Özgür Özel’in dünkü adaylık konuşması, son yıllarda üst düzey bir CHP’linin yaptığı en siyasi konuşmaydı. Eksik ve olumsuz taraflarından söz etmeden önce işin bu tarafının altını çizmek lazım.
CHP, uzunca bir süredir ‘kimliklerin bir arada durması’ prensibine dayanan bir ‘siyasetsizlik siyaseti’ni benimsiyor. Bir tutam İslamcılık, yarım su bardağı milliyetçilik, bir çay kaşığı ılımlı muhafazakârlık, kabuğu soyulmuş laiklik, çeyrek ölçü sosyal demokratlık tarifiyle yürütülen politika, masaya “lezzetli” bir ürün sunamadı. Ülkenin yaşadığı sorunların çözümüne net bir politik doktrin olmadan, “biz kafa kafaya verip hallederiz” mesajının ötesine geçmeden, devlet yönetiminde birtakım kimlikleri yan yana getirerek AKP’yi yenebileceğini düşünen bu anlayışın artık eskisi kadar alıcısı olmayacak gibi görünüyor.
Özel’in açıkladığı Tutum Belgesi’nde CHP’ye ve genel olarak muhalefete yönelik politik eleştiriler dikkat çekiciydi. Aslında eleştirilerin adresinin doğrudan Kılıçdaroğlu olduğunu söylemekte beis yok.
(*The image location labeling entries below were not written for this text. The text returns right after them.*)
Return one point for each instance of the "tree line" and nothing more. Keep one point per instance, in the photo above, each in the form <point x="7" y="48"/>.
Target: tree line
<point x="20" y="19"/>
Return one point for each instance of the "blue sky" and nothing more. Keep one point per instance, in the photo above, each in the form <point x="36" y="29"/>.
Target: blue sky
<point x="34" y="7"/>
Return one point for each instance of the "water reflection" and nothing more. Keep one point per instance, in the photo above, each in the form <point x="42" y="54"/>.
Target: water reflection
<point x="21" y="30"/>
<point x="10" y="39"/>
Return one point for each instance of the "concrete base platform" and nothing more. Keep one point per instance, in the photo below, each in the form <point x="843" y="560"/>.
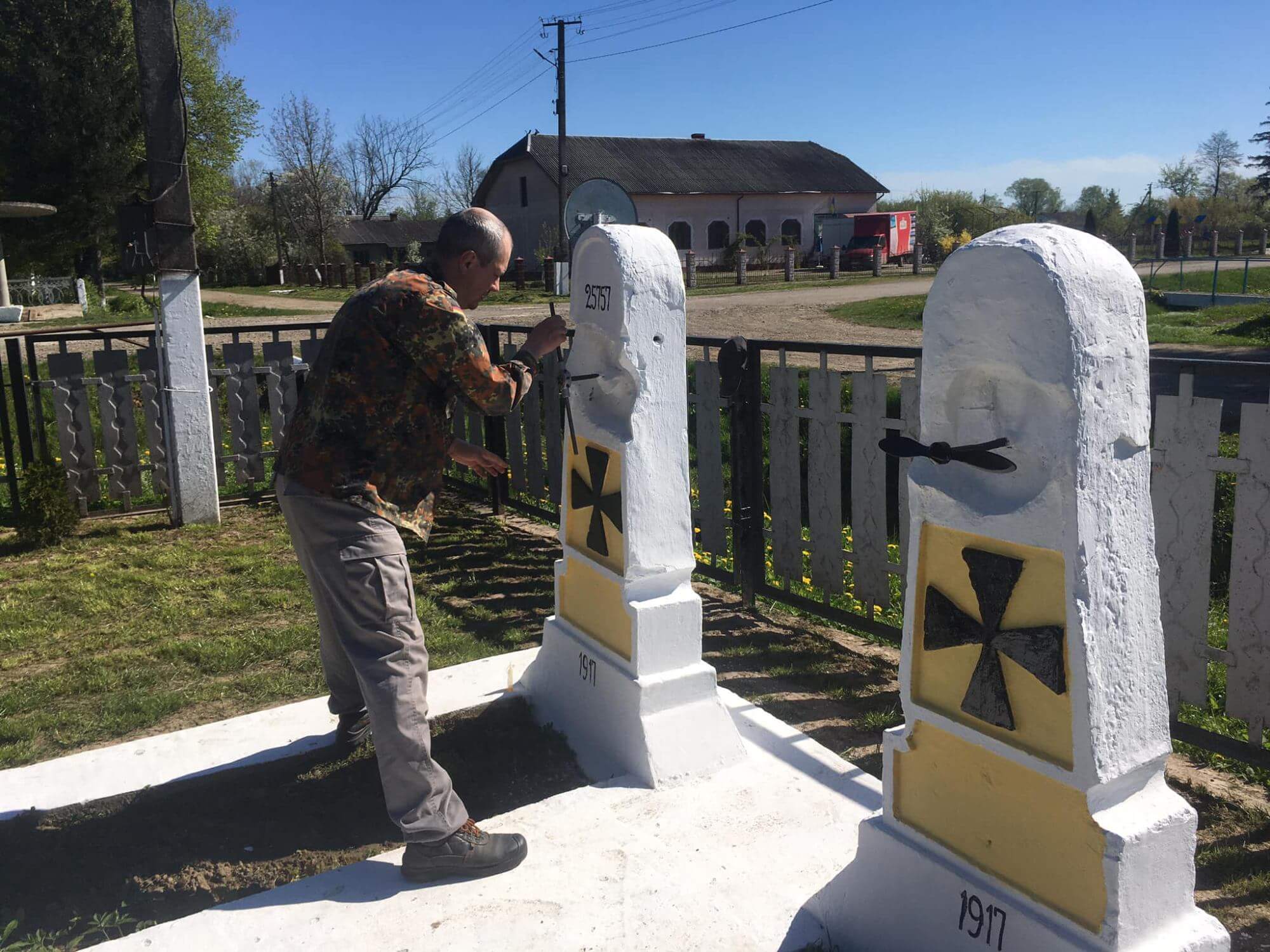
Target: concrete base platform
<point x="239" y="742"/>
<point x="735" y="861"/>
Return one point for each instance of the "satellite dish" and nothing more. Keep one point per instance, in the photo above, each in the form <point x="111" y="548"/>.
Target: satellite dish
<point x="598" y="202"/>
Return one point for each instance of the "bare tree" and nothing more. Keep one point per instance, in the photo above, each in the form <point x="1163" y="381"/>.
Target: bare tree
<point x="303" y="140"/>
<point x="459" y="185"/>
<point x="1219" y="154"/>
<point x="380" y="158"/>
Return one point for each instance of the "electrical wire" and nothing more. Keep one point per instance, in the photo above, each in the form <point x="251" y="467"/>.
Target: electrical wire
<point x="699" y="36"/>
<point x="544" y="73"/>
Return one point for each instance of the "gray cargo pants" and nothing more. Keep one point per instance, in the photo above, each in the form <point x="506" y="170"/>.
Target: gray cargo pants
<point x="373" y="651"/>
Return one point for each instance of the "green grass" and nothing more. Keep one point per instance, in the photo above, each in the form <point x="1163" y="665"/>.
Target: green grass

CHP liderinin tüm sınıflara aynı dozda seslenen yaklaşımının aksine, “Emekçi sınıfın yanında ödünsüz pozisyon alıyoruz” dedi Özel. “Sağ ve sol kavramının 18’inci yüzyıla ait olduğunu ve 21’inci yüzyılın sorunlarını çözemeyeceğini iddia eden yaklaşımı kesin bir dille reddettiklerini” vurguladı; emekçilerin, güvencesizlerin, yoksulların, dezavantajlı grupların artan ve ağırlaşan sorunlarına sol ve sosyal demokrat politikalarla çözüm üretilebileceğini söyledi. Bu sözler, düzen muhalefetinin bir koro gibi bıkmadan tekrarladığı “iktisat biliminin rasyonel kuralları” görüşünü aşan derinliğe sahip.